As the head of the national judicial branch, the generally conservative Roberts “took one for the bench” and found an imaginative way to make the individual mandate constitutional by remolding what was clearly a fine/penalty and turning it into a tax.
In an attempt to justify his punt, Roberts wrote in his opinion, “It’s not our job to protect from the consequences of their political choices.”
I concur with the spirit of his comment.
Voters need to go beyond a politician’s smile when casting a ballot and understand that the candidate who might put them in a state of euphoria through rhetoric could later enact policies that hurt them professionally or personally.
From a political standpoint, the court’s ruling has reset the presidential campaign.
In a rarity, specific policy and by extension what type of government we will have for at least a generation. may very well overshadow the candidates as the focus of the election.

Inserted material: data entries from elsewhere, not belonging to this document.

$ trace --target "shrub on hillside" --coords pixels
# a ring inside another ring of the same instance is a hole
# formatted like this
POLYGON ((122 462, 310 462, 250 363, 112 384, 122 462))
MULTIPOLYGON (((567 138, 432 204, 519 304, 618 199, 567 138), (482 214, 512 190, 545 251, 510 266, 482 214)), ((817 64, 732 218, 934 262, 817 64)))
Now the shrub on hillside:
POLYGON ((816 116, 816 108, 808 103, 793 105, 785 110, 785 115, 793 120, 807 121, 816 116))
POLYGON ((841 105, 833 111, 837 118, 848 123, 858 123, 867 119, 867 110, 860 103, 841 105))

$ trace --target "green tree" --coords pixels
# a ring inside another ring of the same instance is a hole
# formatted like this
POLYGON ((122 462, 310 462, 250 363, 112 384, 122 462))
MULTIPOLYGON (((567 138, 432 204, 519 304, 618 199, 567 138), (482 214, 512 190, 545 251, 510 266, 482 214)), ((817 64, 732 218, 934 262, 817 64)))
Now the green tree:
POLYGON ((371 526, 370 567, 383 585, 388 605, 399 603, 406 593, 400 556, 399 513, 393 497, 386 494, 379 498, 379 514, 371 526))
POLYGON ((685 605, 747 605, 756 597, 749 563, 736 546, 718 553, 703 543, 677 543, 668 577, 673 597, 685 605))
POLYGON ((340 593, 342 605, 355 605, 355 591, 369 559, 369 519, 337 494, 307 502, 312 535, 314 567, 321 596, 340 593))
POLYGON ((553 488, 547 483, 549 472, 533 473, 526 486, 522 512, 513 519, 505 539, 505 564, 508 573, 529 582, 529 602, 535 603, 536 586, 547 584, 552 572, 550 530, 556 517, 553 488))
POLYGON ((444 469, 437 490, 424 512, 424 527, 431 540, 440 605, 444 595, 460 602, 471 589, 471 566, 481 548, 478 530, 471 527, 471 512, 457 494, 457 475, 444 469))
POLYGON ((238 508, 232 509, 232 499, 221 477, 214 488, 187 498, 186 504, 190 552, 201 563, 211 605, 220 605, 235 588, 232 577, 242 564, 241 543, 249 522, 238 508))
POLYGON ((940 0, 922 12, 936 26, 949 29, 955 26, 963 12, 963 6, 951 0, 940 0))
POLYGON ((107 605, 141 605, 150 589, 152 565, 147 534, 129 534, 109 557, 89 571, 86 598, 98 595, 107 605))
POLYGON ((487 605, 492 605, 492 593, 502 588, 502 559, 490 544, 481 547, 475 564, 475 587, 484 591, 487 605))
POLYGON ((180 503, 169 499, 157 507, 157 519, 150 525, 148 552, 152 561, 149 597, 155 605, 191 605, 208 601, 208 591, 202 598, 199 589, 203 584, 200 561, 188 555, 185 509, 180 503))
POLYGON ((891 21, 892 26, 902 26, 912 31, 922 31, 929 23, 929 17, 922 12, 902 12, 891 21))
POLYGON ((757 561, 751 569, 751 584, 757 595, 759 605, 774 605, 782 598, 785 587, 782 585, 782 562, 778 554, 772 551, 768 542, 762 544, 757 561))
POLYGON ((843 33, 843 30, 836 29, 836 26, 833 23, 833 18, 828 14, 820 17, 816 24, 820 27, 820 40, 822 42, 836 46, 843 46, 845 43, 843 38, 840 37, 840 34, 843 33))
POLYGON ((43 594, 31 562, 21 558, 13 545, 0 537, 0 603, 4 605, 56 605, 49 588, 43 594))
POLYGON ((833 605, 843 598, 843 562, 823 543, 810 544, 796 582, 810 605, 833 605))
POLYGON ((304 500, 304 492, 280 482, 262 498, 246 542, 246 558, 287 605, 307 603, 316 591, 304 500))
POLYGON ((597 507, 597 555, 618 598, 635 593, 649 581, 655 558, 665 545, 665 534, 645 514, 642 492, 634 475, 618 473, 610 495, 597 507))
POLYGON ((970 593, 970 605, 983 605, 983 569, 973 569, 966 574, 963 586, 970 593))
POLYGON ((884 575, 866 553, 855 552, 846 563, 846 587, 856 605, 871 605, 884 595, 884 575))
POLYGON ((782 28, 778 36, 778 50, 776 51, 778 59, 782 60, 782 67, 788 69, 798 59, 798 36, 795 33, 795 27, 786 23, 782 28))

Is ObamaCare the point where the American electorate begins to gingerly back away from capitalism’s edge or shall the nation deliberately plunge into the valley of western European socialism?
November will be a milestone one way or the other.
Contrary to his opinion, Chief Justice Roberts's view of the court's responsibilities is dead wrong.
It is his job to determine whether executive actions and/or enacted legislation brought before his court conforms to what is allowable under the constitution.
By ruling as a chief justice instead of a supreme court justice, Roberts has signaled through his incorrect decision that he's more interested in protecting the judiciary instead of the constitution.
How any conservative can celebrate this capitulation is beyond comprehension.